Dive Brief:
- Independent restaurants’ rental delinquencies reached their highest level all year in November, with 46% of owners unable to pay rent, according to a report from Alignable. Many cited rising operating costs and limited cash flow.
- Delinquencies are up 3% compared to October and about 11% compared to November 2023.
- In November, several small restaurants filed for bankruptcy in one week, suggesting financial difficulties continue to plague smaller operations despite some major chains making headway in sales growth this year.
Dive Insight:
This year, restaurants continued to struggle with traffic, which Black Box Intelligence (BBI) said is down 3.3% year-to-date. Comparable sales are also down 0.5% year-to-date. BBI predicts 2025 comparable traffic will likely decline by about 2.9%, with comparable sales roughly flat.

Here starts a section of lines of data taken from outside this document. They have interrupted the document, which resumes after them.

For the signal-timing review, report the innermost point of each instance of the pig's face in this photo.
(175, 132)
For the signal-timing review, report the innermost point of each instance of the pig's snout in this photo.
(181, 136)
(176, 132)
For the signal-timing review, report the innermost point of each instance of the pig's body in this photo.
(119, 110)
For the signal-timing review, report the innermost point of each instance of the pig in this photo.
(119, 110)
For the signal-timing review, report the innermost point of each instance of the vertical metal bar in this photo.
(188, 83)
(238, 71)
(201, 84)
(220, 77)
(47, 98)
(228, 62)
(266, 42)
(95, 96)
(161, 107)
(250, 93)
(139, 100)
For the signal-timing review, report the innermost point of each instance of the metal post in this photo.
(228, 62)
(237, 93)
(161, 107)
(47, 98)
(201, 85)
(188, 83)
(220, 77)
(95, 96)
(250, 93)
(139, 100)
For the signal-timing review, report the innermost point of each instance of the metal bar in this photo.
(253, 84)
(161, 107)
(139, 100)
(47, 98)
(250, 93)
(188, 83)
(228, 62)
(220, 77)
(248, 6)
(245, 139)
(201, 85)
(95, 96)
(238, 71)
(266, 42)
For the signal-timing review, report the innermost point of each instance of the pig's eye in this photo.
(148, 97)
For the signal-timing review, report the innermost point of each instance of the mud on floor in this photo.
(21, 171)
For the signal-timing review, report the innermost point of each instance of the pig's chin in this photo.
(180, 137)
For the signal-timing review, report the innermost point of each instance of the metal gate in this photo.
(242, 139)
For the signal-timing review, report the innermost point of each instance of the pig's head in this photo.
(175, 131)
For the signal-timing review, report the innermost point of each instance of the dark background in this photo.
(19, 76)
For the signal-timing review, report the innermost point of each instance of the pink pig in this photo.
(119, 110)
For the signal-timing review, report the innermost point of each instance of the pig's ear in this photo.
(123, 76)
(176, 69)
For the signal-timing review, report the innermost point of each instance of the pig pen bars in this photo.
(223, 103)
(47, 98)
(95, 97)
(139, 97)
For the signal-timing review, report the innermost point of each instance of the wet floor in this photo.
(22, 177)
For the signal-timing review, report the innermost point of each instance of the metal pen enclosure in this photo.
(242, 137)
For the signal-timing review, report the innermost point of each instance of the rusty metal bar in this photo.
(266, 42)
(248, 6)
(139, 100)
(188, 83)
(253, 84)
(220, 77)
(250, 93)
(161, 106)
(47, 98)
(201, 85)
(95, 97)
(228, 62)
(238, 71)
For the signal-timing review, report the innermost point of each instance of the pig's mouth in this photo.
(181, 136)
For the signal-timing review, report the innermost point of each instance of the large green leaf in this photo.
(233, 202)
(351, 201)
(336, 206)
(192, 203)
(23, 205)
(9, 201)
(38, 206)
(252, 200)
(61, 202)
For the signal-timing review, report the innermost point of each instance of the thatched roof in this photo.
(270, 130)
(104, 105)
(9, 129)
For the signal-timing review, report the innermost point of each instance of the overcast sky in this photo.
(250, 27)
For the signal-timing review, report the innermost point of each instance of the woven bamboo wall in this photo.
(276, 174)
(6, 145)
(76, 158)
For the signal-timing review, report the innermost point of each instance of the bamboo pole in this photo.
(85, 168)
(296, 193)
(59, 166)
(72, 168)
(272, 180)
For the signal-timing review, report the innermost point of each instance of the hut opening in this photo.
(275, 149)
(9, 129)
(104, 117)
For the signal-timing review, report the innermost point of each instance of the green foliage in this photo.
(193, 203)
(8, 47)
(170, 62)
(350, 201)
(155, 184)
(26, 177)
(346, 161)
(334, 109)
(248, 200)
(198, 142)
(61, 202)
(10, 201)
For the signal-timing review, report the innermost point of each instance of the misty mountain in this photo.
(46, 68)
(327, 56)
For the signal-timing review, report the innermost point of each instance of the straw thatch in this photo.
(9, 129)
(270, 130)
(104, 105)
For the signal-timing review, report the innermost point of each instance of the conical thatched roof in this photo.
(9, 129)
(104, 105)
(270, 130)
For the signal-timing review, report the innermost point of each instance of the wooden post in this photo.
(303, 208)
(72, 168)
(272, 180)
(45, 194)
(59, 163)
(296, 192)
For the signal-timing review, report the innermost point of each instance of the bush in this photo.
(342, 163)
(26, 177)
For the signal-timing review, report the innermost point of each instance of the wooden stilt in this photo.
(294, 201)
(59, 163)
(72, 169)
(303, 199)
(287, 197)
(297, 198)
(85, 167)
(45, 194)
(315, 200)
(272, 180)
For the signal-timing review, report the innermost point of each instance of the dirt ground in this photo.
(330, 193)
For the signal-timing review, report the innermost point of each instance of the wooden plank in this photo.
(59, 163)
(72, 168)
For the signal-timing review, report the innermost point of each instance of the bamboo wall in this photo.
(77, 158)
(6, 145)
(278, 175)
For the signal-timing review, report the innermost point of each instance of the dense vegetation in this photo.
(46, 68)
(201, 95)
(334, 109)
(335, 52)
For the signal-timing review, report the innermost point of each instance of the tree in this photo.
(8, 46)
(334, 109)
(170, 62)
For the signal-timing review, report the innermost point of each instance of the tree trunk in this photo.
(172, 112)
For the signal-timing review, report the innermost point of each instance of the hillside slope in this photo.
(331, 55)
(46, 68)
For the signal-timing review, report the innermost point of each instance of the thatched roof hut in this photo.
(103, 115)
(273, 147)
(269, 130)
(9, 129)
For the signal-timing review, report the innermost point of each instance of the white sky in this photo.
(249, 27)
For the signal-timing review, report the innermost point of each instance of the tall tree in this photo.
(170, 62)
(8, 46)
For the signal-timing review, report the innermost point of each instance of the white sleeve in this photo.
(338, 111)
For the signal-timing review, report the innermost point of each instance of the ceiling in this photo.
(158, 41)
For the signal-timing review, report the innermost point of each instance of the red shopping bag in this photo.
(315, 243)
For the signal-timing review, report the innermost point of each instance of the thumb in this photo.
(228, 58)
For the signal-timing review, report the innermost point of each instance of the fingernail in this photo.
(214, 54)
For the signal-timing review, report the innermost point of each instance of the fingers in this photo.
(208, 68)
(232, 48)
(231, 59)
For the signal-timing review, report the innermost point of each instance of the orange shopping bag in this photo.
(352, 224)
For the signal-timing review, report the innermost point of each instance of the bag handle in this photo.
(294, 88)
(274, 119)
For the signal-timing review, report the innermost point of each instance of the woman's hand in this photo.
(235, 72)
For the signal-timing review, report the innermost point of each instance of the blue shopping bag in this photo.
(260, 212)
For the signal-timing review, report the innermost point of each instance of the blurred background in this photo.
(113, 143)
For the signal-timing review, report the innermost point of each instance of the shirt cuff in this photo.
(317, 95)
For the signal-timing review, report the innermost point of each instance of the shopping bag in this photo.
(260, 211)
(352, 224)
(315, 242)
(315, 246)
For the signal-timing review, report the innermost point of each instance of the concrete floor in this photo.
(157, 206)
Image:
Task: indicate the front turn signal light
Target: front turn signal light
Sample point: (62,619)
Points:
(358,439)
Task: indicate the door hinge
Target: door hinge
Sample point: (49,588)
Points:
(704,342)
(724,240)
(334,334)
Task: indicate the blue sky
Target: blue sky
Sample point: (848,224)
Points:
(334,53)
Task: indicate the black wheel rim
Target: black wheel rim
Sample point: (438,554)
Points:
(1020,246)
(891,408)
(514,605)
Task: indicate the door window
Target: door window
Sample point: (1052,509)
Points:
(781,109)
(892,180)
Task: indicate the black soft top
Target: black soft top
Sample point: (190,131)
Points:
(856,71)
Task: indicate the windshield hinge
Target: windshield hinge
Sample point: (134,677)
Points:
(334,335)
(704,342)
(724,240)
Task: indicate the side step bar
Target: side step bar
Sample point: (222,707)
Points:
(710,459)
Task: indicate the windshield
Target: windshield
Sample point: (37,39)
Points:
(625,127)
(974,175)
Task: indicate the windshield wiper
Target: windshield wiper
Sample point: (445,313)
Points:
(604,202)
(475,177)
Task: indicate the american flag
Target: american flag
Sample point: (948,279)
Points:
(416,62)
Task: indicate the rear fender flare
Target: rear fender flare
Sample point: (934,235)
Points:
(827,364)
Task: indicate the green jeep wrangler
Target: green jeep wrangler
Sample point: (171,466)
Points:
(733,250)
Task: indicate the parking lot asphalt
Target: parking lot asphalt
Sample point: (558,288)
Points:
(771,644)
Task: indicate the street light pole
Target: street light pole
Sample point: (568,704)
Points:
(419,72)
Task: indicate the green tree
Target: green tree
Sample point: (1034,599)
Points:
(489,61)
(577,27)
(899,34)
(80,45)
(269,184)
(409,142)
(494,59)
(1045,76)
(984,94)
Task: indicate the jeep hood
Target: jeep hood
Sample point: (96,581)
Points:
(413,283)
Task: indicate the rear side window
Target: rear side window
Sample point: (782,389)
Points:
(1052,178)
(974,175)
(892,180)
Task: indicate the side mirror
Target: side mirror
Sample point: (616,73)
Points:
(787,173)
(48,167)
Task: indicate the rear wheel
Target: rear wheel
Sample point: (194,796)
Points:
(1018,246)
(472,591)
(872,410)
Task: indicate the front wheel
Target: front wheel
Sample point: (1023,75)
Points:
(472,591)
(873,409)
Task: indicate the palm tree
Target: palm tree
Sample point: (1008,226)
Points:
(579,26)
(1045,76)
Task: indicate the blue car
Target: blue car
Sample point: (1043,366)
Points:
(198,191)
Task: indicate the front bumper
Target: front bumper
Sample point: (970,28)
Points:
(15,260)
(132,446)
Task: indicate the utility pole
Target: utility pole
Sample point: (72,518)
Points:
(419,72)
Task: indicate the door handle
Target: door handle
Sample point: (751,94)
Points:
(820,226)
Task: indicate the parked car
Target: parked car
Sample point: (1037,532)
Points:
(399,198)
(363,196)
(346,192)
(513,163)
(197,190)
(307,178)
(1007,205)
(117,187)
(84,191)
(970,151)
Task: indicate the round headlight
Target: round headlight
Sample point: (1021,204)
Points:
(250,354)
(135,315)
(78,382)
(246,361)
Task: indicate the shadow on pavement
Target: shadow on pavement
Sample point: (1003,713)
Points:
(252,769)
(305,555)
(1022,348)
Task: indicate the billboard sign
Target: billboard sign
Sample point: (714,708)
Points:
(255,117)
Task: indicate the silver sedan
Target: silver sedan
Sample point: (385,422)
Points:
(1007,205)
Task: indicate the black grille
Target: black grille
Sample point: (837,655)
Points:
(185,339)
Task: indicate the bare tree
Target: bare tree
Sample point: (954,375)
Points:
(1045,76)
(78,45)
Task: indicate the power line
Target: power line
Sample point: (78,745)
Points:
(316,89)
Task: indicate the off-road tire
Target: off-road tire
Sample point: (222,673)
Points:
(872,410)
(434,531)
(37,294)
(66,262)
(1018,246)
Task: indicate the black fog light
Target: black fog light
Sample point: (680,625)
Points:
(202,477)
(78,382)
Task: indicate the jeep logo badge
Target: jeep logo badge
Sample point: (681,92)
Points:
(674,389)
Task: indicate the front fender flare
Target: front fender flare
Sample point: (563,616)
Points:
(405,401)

It is likely many of the challenges from 2024 — like consumer price sensitivity and rising food costs — will persist into 2025.
A majority of restaurant operators, 88%, surveyed by Restaurant 365 said labor costs increased this year, according to Restaurant 365’s 2025 State of the Restaurant Industry Report. Of those who said their labor costs rose, 51% reported an increase between 1% and 5%, while 41% said labor costs were up 6% to 14%. Bureau of Labor statistics data indicates that labor costs are fairly steady at the aggregate level.
“These financial pressures are often insurmountable for businesses with limited cash reserves, and many of these establishments will need to see an upturn in the coming months,” wrote Chuck Casto, Alignable’s head of research and news.
Independent restaurants aren’t alone in struggling to stay open: Major chains have been facing bankruptcies and unit closures, including Red Lobster, TGI Fridays, Buca Di Beppo and Rubio’s. Casual chains like Denny’s, Bloomin’ Brands and Hooters have closed scores of underperforming locations.